Open newhoggy opened 5 years ago
well, lets work it out and measure!
https://hackage.haskell.org/package/vector-0.12.0.1/docs/Data-Vector-Fusion-Stream-Monadic.html
write a mapAccumL for the Stream type, and then its super easy to have that be the internal implementation for the rest :)
(modulo a few subtleties, like i think you need to make sure your stream step function is non recursive, but that should be fine, plus theres some other stuff, but i'm here to help (and trick someone into learning stream fusion :) ) )
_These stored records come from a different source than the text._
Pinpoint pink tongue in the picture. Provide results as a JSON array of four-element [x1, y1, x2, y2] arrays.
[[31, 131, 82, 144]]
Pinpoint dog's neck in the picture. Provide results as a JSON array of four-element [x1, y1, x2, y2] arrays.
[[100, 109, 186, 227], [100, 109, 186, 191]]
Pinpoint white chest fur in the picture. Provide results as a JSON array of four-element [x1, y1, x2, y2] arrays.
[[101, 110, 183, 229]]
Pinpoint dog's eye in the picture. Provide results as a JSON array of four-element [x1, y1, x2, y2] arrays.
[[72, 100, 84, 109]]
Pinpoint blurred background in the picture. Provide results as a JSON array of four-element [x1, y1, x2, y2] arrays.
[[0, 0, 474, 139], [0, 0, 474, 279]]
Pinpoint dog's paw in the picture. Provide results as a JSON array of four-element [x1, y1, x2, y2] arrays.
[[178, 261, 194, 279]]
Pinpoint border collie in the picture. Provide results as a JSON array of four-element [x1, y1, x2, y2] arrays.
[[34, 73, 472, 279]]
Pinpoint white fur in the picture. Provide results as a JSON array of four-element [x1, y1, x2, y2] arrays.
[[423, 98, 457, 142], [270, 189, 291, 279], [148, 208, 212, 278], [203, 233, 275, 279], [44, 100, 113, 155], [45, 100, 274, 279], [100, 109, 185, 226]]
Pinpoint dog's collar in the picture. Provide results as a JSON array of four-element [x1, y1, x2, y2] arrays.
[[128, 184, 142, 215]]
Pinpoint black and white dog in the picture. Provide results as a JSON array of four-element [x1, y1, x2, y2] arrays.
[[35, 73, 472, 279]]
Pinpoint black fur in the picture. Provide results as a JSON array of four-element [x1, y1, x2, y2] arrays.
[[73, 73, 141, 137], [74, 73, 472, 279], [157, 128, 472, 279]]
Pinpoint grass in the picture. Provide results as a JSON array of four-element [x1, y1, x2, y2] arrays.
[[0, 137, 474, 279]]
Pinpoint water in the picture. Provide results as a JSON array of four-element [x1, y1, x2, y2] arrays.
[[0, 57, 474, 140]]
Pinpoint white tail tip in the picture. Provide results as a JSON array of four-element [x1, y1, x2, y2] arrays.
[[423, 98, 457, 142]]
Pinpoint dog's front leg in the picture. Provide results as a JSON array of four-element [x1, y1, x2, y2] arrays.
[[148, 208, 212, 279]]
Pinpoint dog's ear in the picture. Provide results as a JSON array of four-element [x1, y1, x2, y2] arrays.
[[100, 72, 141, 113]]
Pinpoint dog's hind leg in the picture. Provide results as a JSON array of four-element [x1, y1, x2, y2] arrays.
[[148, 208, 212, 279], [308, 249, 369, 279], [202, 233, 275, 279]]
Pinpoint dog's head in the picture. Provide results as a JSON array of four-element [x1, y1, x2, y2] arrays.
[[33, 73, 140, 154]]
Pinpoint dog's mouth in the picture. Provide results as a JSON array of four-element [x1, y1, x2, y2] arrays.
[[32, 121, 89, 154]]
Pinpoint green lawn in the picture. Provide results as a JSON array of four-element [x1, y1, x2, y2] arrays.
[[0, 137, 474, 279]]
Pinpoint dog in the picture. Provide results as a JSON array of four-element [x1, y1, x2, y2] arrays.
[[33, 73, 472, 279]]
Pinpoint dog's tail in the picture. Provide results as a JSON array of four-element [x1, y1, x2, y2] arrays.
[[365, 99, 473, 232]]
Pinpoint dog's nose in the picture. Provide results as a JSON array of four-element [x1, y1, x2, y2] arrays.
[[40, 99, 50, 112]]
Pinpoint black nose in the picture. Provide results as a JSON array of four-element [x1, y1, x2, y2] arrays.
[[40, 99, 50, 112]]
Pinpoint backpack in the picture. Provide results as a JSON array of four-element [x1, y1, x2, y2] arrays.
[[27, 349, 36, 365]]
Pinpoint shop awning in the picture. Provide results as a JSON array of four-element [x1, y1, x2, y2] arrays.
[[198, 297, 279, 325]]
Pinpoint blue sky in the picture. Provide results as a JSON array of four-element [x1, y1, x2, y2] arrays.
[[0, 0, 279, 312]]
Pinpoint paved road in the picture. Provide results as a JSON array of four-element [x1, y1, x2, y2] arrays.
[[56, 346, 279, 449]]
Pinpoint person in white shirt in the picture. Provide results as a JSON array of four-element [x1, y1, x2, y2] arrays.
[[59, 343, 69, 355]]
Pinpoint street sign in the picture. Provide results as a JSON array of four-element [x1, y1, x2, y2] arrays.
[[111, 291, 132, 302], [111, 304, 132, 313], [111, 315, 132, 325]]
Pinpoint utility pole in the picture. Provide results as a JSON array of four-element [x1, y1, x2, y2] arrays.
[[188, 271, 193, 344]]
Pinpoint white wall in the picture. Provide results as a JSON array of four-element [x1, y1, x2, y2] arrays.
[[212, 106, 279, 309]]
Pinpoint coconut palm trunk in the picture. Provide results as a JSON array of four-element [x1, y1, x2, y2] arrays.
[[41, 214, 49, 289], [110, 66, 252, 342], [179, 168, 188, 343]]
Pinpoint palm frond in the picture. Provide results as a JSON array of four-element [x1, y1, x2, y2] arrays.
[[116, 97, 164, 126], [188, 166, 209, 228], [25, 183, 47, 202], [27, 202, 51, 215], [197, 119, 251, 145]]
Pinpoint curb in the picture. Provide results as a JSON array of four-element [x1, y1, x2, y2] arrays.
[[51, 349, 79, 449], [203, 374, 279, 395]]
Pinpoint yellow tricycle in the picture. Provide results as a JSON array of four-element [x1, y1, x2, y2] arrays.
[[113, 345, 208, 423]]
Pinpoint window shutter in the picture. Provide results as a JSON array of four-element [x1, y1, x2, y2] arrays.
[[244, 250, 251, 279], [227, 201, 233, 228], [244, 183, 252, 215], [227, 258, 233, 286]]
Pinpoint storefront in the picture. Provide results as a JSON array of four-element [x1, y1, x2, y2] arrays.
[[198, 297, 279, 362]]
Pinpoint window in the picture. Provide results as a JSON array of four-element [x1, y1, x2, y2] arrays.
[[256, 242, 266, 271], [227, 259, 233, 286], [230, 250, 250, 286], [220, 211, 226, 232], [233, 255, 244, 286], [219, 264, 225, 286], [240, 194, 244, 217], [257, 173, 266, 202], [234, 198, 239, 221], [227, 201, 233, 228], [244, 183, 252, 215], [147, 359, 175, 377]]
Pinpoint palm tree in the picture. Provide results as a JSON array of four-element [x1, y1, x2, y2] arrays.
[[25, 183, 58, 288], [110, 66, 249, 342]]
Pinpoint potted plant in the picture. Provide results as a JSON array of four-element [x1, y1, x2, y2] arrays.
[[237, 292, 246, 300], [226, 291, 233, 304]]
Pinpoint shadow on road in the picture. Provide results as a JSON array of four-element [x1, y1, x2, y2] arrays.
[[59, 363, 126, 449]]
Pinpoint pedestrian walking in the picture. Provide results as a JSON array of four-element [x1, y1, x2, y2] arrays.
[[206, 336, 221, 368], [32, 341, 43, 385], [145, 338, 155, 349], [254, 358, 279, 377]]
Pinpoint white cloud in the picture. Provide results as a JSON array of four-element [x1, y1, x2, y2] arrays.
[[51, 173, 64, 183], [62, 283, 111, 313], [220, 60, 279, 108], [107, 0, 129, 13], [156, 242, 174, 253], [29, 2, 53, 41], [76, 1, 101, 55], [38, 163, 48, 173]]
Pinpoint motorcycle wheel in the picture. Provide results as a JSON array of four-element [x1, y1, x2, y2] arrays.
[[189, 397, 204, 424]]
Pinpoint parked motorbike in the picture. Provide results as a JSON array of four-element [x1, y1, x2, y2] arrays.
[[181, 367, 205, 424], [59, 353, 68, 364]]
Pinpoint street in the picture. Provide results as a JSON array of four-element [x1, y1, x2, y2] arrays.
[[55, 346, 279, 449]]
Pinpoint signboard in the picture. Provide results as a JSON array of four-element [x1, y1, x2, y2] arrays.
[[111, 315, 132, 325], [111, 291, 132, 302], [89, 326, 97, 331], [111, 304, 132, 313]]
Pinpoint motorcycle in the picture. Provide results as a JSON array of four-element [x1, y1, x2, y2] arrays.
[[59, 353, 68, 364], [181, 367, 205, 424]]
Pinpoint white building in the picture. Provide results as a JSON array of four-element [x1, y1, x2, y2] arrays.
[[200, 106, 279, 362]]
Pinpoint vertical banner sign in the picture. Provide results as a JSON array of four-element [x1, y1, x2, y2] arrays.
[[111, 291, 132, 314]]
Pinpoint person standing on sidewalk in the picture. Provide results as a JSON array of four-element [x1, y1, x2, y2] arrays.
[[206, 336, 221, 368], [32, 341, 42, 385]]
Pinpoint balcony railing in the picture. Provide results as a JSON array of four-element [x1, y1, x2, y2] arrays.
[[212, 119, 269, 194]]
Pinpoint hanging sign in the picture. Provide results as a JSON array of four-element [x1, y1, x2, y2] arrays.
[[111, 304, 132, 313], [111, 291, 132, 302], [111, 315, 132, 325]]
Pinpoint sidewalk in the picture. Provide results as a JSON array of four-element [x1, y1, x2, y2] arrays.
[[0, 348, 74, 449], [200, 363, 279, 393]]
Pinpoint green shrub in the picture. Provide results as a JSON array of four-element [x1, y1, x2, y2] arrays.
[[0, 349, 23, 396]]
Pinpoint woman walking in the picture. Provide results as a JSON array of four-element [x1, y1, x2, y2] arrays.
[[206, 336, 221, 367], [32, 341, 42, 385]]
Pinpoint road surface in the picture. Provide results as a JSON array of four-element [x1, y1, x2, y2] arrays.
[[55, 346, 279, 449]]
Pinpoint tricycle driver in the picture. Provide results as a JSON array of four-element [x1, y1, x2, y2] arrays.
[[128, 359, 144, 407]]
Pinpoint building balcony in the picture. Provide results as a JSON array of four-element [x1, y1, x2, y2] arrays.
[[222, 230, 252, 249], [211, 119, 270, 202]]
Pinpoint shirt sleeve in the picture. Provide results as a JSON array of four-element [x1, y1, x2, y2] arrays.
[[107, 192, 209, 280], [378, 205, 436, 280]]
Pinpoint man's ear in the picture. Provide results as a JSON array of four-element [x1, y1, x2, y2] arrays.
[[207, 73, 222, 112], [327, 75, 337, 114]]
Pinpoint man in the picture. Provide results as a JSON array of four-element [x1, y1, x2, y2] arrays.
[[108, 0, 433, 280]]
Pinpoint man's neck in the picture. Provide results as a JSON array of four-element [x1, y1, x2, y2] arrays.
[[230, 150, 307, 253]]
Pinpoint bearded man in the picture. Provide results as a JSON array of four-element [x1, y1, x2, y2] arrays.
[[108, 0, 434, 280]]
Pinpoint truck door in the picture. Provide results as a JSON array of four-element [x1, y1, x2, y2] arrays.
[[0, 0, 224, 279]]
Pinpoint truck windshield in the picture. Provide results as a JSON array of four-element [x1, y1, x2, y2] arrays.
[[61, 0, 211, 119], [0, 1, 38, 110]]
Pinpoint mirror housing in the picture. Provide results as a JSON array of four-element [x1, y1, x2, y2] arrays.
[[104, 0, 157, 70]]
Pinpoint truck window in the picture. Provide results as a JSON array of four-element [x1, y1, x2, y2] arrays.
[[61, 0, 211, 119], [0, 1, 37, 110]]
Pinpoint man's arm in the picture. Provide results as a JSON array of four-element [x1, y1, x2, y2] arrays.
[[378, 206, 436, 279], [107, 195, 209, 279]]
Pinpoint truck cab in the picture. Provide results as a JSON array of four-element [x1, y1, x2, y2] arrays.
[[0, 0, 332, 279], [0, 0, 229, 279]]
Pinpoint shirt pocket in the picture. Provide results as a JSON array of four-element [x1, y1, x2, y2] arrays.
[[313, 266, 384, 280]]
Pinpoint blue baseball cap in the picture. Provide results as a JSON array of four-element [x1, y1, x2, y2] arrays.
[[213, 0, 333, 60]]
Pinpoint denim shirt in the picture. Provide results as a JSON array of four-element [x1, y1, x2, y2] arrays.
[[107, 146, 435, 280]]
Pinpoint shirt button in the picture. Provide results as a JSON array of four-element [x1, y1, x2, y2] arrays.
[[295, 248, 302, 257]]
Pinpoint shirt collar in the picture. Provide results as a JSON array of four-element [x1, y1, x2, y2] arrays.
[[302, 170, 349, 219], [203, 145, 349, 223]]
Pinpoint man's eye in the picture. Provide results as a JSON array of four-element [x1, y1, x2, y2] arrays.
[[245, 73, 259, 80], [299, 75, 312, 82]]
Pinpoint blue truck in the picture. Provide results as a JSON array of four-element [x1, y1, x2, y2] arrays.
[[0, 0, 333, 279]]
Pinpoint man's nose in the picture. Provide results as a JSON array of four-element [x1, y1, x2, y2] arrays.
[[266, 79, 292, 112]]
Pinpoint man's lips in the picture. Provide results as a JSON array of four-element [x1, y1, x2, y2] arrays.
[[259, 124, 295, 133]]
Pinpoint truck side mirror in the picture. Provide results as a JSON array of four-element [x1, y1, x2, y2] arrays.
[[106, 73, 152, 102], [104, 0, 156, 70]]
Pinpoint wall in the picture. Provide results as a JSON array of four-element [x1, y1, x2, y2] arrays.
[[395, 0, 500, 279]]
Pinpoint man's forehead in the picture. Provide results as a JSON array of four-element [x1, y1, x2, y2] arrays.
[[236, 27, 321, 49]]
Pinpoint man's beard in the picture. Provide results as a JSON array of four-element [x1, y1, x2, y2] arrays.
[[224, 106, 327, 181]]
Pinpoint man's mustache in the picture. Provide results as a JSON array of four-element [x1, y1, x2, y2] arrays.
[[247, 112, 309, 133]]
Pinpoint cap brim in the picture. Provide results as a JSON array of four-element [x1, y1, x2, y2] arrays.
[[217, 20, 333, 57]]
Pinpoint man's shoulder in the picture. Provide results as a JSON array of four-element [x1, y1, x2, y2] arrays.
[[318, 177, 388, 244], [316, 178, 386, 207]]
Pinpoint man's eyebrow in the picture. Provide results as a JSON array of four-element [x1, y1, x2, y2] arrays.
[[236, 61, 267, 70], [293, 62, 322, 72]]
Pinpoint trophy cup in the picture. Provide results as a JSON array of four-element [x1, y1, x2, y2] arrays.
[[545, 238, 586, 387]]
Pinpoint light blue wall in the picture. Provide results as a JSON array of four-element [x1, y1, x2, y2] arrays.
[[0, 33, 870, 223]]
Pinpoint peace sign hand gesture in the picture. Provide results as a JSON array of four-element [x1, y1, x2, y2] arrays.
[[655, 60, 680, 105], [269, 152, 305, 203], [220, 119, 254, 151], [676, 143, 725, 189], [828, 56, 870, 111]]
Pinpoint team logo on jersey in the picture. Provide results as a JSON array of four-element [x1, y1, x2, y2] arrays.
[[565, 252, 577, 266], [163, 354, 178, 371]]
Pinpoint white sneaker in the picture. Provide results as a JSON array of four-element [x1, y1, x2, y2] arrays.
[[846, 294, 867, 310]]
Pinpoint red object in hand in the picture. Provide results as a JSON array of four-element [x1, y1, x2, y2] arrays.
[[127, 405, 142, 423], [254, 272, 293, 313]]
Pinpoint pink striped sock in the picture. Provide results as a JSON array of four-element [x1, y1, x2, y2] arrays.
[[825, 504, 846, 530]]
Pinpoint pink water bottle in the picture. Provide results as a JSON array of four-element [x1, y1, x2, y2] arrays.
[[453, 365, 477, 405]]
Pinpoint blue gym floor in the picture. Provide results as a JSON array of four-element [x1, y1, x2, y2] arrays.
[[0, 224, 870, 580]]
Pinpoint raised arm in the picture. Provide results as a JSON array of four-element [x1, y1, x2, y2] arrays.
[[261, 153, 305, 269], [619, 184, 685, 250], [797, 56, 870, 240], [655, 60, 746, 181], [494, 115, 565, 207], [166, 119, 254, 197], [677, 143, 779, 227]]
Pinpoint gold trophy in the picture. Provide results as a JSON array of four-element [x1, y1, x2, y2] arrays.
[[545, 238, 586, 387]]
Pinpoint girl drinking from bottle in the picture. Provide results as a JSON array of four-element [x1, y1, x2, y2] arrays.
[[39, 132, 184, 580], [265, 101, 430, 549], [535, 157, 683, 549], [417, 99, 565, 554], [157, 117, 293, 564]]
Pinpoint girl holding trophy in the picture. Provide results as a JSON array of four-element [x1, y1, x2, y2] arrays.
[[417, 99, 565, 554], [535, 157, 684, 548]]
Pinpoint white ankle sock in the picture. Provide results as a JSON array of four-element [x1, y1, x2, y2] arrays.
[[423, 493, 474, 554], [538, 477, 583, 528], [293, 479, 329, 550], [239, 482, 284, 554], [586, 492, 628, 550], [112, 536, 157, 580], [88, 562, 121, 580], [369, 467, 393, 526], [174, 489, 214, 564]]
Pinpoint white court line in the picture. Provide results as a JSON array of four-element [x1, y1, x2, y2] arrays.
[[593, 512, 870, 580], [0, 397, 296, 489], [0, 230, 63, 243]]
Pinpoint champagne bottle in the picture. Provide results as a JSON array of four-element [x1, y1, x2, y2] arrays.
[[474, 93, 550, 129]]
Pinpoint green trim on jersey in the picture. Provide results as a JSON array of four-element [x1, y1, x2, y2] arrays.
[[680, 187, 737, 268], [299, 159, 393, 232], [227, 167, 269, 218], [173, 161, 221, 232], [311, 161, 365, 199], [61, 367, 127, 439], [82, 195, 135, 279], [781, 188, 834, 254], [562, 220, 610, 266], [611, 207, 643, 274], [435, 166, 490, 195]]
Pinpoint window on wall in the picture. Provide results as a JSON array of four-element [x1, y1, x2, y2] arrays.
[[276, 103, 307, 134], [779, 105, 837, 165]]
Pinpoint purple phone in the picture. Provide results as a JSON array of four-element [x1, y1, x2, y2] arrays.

I've updated my PR with an implementation of mapAccumL
for streams. I couldn't see how I could do it without StateT
. As soon as I use StateT
, I pay a hefty 30x
performance penalty.
See https://github.com/haskell-works/hw-prim/pull/38
Specifically these benchmark results where mapAccumLFusable
is my unsuccessful attempt.
$ ./project.sh bench
$ ./project.sh bench
hw-prim-0.6.2.19: benchmarks
Running 1 benchmarks...
Benchmark bench: RUNNING...
benchmarking medium.csv/mapAccumL for DVS.Vector Word64
time 2.084 ms (2.042 ms .. 2.149 ms)
0.997 R² (0.994 R² .. 0.999 R²)
mean 2.133 ms (2.113 ms .. 2.160 ms)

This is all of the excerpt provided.